Folding your clothes also allows you to avoid too much contact with the environment. Once you apply a lot of pressure, things can break down, the task can become irreversible, and demonstrations are often much more difficult to assemble because the forces are not as easy to observe politics. And every change (such as the amount of force you apply) will eventually require more data in order for the model to “cover” the space in which it needs to operate.

What to expect

Although we see a lot of demonstrations of folding clothes these days, many of them still impress me. As mentioned above, Dyna was one of my favorite demos this year, mainly because long-term robot policies have been rare so far. But they were able to demonstrate folding without additional training data (that is, folding without additional training data) at several different conferences, including Take action in San Francisco And Conference on Robot Learning (CoRL) in Seoul. This is impressive and actually very rare in robotics even now.

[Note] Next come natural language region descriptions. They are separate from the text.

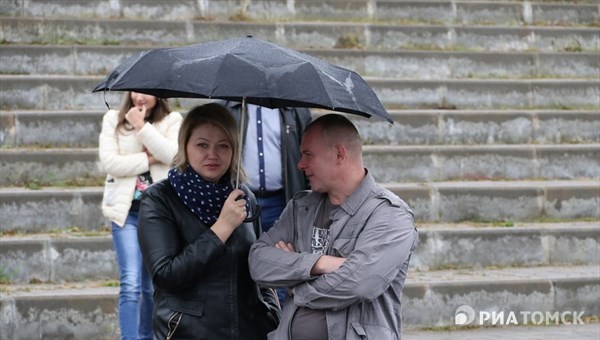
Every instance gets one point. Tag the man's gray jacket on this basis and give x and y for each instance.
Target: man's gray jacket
(374, 230)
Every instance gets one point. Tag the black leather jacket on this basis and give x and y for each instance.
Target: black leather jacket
(293, 122)
(202, 286)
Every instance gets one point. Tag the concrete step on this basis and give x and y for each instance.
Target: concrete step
(430, 299)
(447, 12)
(100, 60)
(387, 163)
(299, 34)
(64, 129)
(24, 92)
(472, 246)
(80, 128)
(76, 256)
(26, 167)
(47, 209)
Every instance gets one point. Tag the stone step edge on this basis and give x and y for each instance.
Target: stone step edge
(575, 183)
(415, 280)
(426, 227)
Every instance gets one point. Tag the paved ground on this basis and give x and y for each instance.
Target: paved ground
(579, 332)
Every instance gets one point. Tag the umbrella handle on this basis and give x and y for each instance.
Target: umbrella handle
(255, 214)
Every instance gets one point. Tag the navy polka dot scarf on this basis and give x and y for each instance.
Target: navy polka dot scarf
(203, 198)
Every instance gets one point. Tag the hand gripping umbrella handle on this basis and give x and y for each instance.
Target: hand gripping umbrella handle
(251, 217)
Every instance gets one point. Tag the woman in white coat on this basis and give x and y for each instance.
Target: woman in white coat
(136, 148)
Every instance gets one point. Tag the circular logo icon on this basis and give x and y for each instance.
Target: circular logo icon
(464, 315)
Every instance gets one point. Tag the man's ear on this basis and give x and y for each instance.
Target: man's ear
(340, 152)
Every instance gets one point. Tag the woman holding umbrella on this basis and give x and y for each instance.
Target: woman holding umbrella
(195, 241)
(136, 146)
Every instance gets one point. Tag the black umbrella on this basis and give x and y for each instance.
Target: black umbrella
(246, 70)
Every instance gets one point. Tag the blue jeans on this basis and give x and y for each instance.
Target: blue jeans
(271, 208)
(135, 295)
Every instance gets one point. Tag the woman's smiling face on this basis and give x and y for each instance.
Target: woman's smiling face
(209, 152)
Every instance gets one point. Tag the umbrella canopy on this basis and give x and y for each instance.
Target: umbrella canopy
(246, 69)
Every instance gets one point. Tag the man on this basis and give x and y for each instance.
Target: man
(343, 248)
(271, 151)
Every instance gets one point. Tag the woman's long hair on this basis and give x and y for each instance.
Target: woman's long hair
(157, 113)
(217, 115)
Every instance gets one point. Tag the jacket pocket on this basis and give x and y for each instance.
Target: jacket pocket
(343, 246)
(192, 307)
(370, 332)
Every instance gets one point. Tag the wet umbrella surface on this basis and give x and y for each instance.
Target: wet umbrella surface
(246, 69)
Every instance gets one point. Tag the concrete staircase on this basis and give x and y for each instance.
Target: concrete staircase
(496, 144)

In the future, we should hope to see robots that can handle more complex and dynamic interactions with the environment: moving faster, moving heavier objects, climbing, or otherwise handling difficult terrain while performing manipulative tasks.

But for now, remember that modern teaching methods have their strengths and weaknesses. It seems that folding clothes, while not easy, is a task that is very well suited to what our models can do right now. So expect to see a lot more of this.